TEHRAN - The former head of Iran's hardline Revolutionary Guards, Mohsen Rezai, announced on Monday that he will stand in presidential elections scheduled for mid-2005.

"People need candidates who are efficient as well as politically serious," Rezai told a news conference, adding that he had "clear plans for management and solving people's problems."

Rezai headed the Revolutionary Guards for some 16 years, from the early years of the revolution through the Iran-Iraq war to a stage where the force has become one of Iran's most powerful institutions.

He is currently the secretary of the Expediency Council, the regime's top political arbitration body.

While Rezai told reporters he was of a "revolutionary and radical nature", he pledged that if elected president he would "use competent people of both (conservative and reformist) camps in my cabinet".

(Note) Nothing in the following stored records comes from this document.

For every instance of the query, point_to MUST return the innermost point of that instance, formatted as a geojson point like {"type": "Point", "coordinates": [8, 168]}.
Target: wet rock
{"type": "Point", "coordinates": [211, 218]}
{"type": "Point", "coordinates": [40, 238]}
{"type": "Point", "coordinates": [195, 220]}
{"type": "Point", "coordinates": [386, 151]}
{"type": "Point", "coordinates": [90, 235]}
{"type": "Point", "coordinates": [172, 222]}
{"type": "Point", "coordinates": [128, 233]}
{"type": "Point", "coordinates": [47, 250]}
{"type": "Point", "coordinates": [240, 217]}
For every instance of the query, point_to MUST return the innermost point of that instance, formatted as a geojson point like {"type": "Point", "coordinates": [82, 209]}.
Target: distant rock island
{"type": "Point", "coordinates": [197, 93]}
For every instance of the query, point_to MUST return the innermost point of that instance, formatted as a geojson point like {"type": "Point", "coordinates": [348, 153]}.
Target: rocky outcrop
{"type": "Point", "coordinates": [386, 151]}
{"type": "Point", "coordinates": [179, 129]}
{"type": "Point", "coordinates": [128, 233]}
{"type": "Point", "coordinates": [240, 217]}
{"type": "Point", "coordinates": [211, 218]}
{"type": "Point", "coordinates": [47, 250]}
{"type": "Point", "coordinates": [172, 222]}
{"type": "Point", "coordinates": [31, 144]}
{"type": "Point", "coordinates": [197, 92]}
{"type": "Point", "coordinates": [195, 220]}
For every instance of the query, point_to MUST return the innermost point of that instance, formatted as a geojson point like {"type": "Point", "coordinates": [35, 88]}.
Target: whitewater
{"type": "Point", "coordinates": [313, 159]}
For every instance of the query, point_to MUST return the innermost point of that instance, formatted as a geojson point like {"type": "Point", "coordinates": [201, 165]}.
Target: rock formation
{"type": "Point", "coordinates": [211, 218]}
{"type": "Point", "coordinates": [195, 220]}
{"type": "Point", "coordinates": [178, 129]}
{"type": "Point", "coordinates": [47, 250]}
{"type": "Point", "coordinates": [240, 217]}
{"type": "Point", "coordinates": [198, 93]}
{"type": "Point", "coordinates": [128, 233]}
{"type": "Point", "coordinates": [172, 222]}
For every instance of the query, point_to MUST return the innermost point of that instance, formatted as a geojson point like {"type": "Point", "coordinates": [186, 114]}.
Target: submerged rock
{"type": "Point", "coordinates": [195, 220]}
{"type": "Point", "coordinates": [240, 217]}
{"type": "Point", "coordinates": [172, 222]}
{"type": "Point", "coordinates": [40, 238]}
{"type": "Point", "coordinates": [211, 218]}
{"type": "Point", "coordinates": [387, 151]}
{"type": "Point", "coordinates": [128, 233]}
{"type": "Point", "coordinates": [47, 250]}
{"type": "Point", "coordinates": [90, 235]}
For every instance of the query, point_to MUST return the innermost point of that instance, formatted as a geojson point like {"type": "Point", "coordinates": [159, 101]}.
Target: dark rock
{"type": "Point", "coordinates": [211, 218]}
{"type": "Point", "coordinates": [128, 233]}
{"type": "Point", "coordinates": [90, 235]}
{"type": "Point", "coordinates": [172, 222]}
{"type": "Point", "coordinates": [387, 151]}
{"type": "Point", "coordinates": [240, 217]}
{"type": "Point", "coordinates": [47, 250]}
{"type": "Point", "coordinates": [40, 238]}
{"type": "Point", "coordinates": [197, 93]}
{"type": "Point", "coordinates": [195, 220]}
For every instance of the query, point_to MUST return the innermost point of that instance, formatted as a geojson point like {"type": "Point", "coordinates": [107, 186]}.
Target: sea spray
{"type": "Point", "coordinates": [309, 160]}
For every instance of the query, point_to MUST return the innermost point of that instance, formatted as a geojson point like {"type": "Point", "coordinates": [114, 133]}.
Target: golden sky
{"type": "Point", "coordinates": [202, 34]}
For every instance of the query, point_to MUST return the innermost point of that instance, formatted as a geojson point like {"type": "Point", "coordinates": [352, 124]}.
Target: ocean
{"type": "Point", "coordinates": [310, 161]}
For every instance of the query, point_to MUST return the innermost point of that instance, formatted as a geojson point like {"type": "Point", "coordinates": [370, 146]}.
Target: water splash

Iran's current president, the reformist Mohammad Khatami, is nearing the end of his second consecutive term. The constitution bars presidents from serving more than two consecutive mandates.

The presidential elections are scheduled to take place in May 2005.

So far a number of prominent conservative figures have signalled their intention to stand, including former state media boss Ali Larijani and former foreign minister Ali Akbar Velayati -- both of whom are also close aides to Iran's supreme leader Ayatollah Ali Khamenei.

Influential former president Akbar Hashemi Rafsanjani, now the head of the Expediency Council, is also mulling a comeback as president but has yet to declare his intentions.

"I hope that the presence of prominent older revolutionaries is not an obstacle for serious competition with younger contenders," said the 50-year-old Rezai when asked what he thought of Rafsanjani -- seen as a pragmatic conservative -- standing in the polls.

No reformist figure has yet to step forward.

Presidential candidates are subject to approval by the Guardians Council, an unelected body controlled by hardliners that vets all legislation and those seeking to be parliament deputies and president.

Rezai was at the centre of a storm in 1998 when his son, Ahmad, defected to arch enemy the United States.